A unique system is used when fighting. Enemies are either armed or not armed. Batman, being a regular Joe, albeit with lots of gadgets and ninja moves, can't survive a fight against thugs with guns. (When dying in a hail of bullets, Batman sort of slumps down on his knees and falls over. It's a bit comical really, as if he's saying to himself, "Whelp, that didn't work!" since he knows he's about to get a cartoon style resurrection.) Instead, Batman needs to do something in the environment that scares the bad guys into dropping their guns. One scene has him using a computer system to eject bodies from a morgue storage unit, but usually it involves breaking support beams or cables making something fall close by them. This is the "fear" element in the game. Once the criminals are scared and disarmed, Batman can swoop down and bust some heads. I can't say I ever really got the hang of the brawling. Most of the time I was just mashing the square button and waiting for a prompt to hit the circle button for a special move, but it was still fun to take on 3 or more dudes and come out with only a couple of dings.

At several points, I was very impressed with the scale of locations in the game. Large outdoor environments and cavernous underground chambers, nothing that would cause any current gen console any problems, but were serious challenges for PS2 developers. The graphics may look basic by today's standards, but they prove that quality design is more important than eye candy.

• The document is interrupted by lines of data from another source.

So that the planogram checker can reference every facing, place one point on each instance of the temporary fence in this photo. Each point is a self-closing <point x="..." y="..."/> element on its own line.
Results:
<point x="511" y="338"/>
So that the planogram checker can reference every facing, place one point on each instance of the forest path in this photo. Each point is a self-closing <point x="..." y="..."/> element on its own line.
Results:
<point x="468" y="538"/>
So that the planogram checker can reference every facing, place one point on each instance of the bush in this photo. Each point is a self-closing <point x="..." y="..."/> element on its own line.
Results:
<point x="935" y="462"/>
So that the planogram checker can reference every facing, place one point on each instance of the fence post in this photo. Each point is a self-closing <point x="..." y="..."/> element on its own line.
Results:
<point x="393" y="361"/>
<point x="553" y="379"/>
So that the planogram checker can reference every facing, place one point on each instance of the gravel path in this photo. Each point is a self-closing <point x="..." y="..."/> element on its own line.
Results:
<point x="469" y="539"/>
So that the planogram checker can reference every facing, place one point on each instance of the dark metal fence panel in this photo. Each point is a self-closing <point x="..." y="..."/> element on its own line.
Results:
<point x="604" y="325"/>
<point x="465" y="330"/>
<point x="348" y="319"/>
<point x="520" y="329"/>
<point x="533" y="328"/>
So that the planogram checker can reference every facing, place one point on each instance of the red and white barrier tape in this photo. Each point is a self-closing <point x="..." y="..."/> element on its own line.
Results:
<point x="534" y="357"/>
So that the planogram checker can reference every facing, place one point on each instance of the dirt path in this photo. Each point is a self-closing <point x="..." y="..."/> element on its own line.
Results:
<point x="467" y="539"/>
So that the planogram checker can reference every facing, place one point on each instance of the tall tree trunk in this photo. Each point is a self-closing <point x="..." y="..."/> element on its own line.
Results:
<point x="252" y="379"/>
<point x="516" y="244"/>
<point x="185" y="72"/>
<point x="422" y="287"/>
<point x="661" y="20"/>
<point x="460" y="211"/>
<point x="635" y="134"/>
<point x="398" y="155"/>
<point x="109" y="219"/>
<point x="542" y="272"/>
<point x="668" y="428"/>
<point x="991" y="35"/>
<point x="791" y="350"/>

Part way through something occurred to me as to why I was enjoying "Batman Begins" so much. It wasn't just the stealth mechanic (which usually just frustrates me), or that I was making steady progress each time I booted it up (due to a very intelligent checkpoint system), or even that it was a Batman game (before The Dark Knight I wasn't much of a Batfan). No, I realized the reason was, I wasn't killing anyone. I found this oddly refreshing. So many games now (like the recent Tomb Raider reboot) put you in the position of murdering dozens of opponents (admittedly in self-defense) leaving you with a stain on your virtual conscience of having taken many lives.

Unlike most of the games I play, both in this playthrough and in general, I finished "Batman Begins". The game kept drawing me back without ever throwing up some sort of frustrating road block to discourage me. I think it was a very underrated game for it's time, falling under the specter of typical movie tie-in schlock. It's games like this one, lost gems of the PS2 era, that I had hoped to discover. Certainly in this case, it's mission accomplished.

Footnote: With this game being designed to match the movie's story and the quality of the production (both from good development and studio support), I couldn't help but wonder where the game was for the sequel, The Dark Knight. A little digging led me to the find that there was a game planned, but it was not to be made by Eurocom. In early 2007, EA had picked Pandemic Australia to make a Batman game for the PS3 and Xbox 360. Then, with only months before The Dark Knight was to be released (in July 2008),  EA told Pandemic AU that the game needed to be a movie tie-in title and that it had to be "open world". Pandemic wasn't able to get their engine from "The Saboteur" to handle the in-game environments and, with their Batman license expiring at the end of 2008, EA canceled the game, and shortly thereafter, the studio. One can also imagine that Heath Ledger's death in January 2008 would have complicated any efforts to make a game true to the movie. After this disaster, the next Batman game, Arkham Asylum (2009) redirected the franchise toward the comic books and animated series. The success of it and the subsequent game, Arkham City, probably made the creation of a Dark Knight Rising game unnecessary.